July 21, 2009 by rgeier

Recently, I spoke to a group of HR managers at small to medium-sized technology companies about the importance of employee communications and how to get started in building a program. I recalled reading last week’s Welch Way article in BusinessWeek where Jack and Suzy Welch painted an ugly HR picture for the future as a result of the broad and deep affects of this recession:

“Now, you just don’t know what bad news awaits you when you arrive at work every day. The result? Many people have come to the conclusion that they don’t want to work for “the man” anymore. They want to work for themselves or someone they know and trust.”

In my talk to the HR group, I started by citing a recent study that demonstrates employees’ feelings about communication within their companies. As you can see from the slide below, most think their leaders should be talking more and over half had not heard from company leaders about the recent economy and its impact on their company or employees.

In the same article, Jack and Suzy Welch went on to say, “This recession has left a deep scar on the psyche of working people…companies can prepare now…teams will need to be smaller, organizations flatter, and the values of candor, informality, and innovation…baked in…People will need to feel that what they say matters, regardless of rank and title.”

And yet, company leaders struggle with communication. Why, you may ask? As John Baldoni, author of Great Communications Secrets of Great Leaders, says in his book, “The reason so many leaders fail at communications…[is because it] requires discipline, thought, perseverance, and the willingness to do it again and again every day.” The opportunity cost of time is measured in meetings with customers, presenting to investors, resolving issues in R&D, etc.
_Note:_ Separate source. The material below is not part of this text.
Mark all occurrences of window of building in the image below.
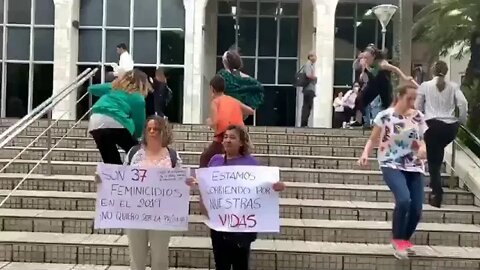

However, there are many examples where a direct correlation has been shown between managers’ investment in communication and the overall performance of the company. In one I shared, a professor at Cornell University and a colleague surveyed employees of a hotel chain to determine if their hypothesis that employees’ sense of management inconsistency harms profitability, (ie, “[aligning their words and actions in a way employees see, ...keeping their promises... not using “spin”]“). The findings of the study were “stunning”, as stated in the Harvard Business Review’s 2002 report:

“So strong was the link, in fact, that a one-eighth point improvement in a hotel’s score on the five-point scale could be expected to increase the hotel’s profitability by 2.5% of revenues—in this study, that translates to a profit increase of more than $250,000 per year per hotel. No other single aspect of manager behavior that we measured had as large an impact on profits.”

In another comparison, the Best Places to Work Institute in 2005 compared the stock performance of the 56 public companies on that year’s “100 Best Places to Work” list to the stock performance of the S&P 500 over multiple time periods. In every instance – 1, 3, 5, and 10 years – the “100 Best” outperformed the averages. As this performance demonstrates, if you are communicating with employees and building trust within your organization, you can build a maximum-performing work environment that delivers stellar financial returns.

So where do you start in building a long-term, effective employee communications plan? I offered 3 steps:

1. Assess what you are doing today
2. Prepare speakers
3. Get commitment and measure

First, assess how and when your leaders are communicating to employees today. Is it at regularly-scheduled quarterly intervals? Is it one speaker to a large group (ie, company meeting) or are you engaging managers to also speak in smaller groups? And how are you LISTENING to employees? As Jack and Suzy Welch said, “People will need to feel that what they say matters, regardless of rank and title,” and especially right now, in this recessionary  time of corporate mistrust, it’s more important than ever to listen and connect with employees.

Second, make sure your speakers are prepared. Leaders have to believe to be believable – if they don’t believe investing their time with employees is important, then everyone is going to know it. They will not only not be believable, they in fact can have a negative, damaging impact on management’s credibility. Leaders have to be consistent over time, and with other leaders who are also speaking throughout the company. The first wind employees get of mixed messages, distrust will build. Leaders also need to balance reality today with optimism and hope for the future – are there going to be layoffs, will my pay be reduced, will the project I’m working on be killed? – balanced with a vision of how the company is going to succeed.

Finally, you need to commit – identify gaps in your communications today, set goals and measurable objectives for moving forward, and then get started. Along the way, measure how you are doing to the plan. The Cornell Professor, Tony Simon, suggests, “…start [your] own self-examinations with frank employee surveys to see just how well [your] managers are walking the talk.” Put more resources behind areas that are working and make changes where things need to be improved.

Once you have a good plan in place, you can follow our Six Lessons in Employee Communications to effectively execute your plan. Over time, you will see that a commitment to consistently communicating with employees, including showing you are listenting, will drive results, keep morale and productivity high, and your turnover rate, and thus costs, lower.